En élevage laitier la mammite est une pathologie extrêmement répandue : combien en as-tu traversées, toi qui auras été parturiente d'un bout à l'autre de ta vie, jamais allaitante mais traite à perpétuité...
Moi je savais à qui je donnais mon lait, et pourquoi. Cette douleur avait un sens, une raison, une motivation.
Toi jamais tu n'auras eu le droit de sentir ou de réchauffer tes petits, accumulant des mises-bas vides de sens, de raison, de motivation, vide de tout ce qui fait la beauté de la mise au monde depuis que le monde est monde : vêlant la tête attachée par un licol pour que le rapt se passe dans ton dos, sans qu'on te laisse te relever ni même tourner au moins une fois la tête vers tes fils.
"Les vaches, si on leur laisse leur petit ne serait-ce que 24h, après elles gueulent pendant des jours, quand on l'emporte : elles font chier !", nous avait dit Geoffrey...

Vide de sens mais pleine de lait. Pleine à raz bord : ils t'ont tellement trafiquée que tu en marches les jambes écartées...

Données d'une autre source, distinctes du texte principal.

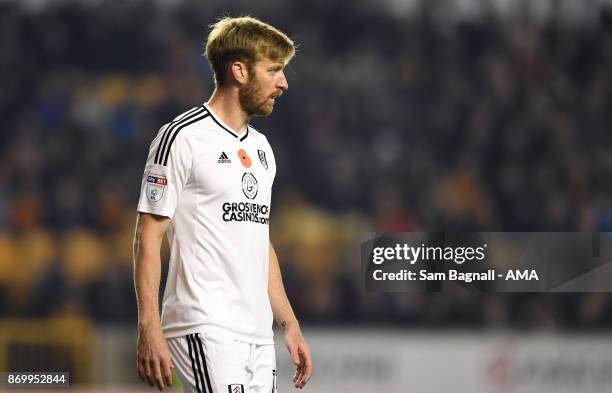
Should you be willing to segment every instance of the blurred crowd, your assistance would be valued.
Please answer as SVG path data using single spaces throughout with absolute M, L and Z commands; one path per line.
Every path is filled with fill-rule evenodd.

Pendant ces années tu ne t'es jamais rebellée. Tu as vite compris que ça ne servirait à rien. Tu leur appartenais, ton corps, ta vie, ils ont fait de toi tout ce qu'ils ont voulu. Tu sortais quand ils le voulaient, tu mangeais ce qu'ils voulaient, tu recevais du sperme quand ils le voulaient, dès qu'ils le décidaient, et comme ils le décidaient. J'imagine comme ça doit les faire bander, ça, ces exploiteurs de femelles...

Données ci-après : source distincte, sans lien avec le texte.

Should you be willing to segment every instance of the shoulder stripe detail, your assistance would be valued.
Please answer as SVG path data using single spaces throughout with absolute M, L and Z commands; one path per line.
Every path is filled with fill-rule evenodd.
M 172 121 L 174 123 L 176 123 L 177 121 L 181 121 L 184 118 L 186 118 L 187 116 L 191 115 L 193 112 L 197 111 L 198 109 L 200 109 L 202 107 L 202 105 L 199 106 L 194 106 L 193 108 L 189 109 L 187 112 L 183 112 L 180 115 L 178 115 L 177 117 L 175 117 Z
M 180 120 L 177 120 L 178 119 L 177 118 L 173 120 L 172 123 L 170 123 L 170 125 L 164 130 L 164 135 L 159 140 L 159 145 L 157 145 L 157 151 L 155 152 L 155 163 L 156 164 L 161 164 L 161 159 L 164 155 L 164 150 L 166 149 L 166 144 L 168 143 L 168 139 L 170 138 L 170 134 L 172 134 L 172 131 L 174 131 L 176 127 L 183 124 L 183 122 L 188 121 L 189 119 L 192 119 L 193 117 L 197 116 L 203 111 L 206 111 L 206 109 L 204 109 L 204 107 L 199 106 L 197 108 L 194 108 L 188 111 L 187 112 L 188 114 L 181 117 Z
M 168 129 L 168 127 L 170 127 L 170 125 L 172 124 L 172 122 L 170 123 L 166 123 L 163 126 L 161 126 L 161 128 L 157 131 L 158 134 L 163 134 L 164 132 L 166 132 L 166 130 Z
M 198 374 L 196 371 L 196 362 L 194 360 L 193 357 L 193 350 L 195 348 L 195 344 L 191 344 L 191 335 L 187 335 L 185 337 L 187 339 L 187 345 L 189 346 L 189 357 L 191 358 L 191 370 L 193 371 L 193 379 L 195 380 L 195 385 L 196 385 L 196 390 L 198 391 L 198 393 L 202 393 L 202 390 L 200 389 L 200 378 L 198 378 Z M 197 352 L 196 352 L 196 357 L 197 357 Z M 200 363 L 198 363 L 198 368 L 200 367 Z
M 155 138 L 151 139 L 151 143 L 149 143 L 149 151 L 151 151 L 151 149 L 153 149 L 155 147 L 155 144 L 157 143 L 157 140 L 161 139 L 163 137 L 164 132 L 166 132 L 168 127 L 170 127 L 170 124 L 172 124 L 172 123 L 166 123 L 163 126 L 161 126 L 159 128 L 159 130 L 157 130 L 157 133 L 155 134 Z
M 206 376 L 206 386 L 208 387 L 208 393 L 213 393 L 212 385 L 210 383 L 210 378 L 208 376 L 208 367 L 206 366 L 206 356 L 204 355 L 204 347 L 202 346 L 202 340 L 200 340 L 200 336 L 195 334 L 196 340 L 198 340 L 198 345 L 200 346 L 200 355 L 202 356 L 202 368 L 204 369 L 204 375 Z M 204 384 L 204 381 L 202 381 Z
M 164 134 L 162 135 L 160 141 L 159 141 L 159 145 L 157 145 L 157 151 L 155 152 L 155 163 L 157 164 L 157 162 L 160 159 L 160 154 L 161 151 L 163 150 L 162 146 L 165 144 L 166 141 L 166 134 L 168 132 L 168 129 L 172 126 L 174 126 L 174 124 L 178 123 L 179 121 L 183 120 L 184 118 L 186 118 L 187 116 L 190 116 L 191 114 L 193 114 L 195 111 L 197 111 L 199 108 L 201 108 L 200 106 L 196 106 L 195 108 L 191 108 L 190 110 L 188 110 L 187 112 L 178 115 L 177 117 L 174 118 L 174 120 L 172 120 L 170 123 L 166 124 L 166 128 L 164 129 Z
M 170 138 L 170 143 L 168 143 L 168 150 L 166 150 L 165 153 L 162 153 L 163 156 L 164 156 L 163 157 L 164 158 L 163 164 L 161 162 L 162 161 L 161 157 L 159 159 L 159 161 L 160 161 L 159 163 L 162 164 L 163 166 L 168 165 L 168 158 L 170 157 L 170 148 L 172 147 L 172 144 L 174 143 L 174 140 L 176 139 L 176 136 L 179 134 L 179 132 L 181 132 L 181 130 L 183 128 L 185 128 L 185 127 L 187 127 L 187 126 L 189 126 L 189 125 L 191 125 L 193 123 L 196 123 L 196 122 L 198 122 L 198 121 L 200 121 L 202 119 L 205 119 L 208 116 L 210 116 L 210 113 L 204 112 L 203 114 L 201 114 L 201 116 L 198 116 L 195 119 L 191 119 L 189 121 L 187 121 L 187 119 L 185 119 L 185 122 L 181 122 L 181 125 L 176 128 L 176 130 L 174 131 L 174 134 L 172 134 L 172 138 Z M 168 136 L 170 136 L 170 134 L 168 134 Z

Tant d'années passées à fabriquer dans ton ventre des presque rien qui seront déjà abattus le temps qu'on ordonne à ton corps de fabriquer le suivant.
Tant d'années passées à fabriquer dans tes pis, pratiquement non stop, des quantités gigantesques de lait dont jamais la moindre goutte ne sera arrivée à sa destination naturelle. Alors tu ne tiens plus debout...

On t'a traite hier matin pour la dernière fois. Ce matin pendant que ta jugulaire déverse des flots rouges, un camion déverse ton dernier lait dans une citerne d'usine.
Pour qu'il y soit chauffé à Ultra Haute Température, afin qu'il se conserve pendant des mois.
Ce qui fait que le jour où ma voisine - qui ne veut rien entendre de ta souffrance - versera ton dernier lait dans sa tasse de petit déjeuné, toi tu seras déjà depuis longtemps passée à la casserole ou à la moulinette, passée à l'estomac, passée à la trappe.

A moins que ta chair n'ait été transformée en steaks hachés, puis surgelée (très probable) ; si ça se trouve, sans le savoir elle te boira et te mangera le même jour... Et peut-être, le lendemain, elle avalera une tranche de ton dernier fils ?

Je me suis levée au moment où tu t’effondrais, je crois, et je ne me rendormirai pas. Nous ne nous rendormirons pas. Jusqu'à ce que ton sort soit connu de tous."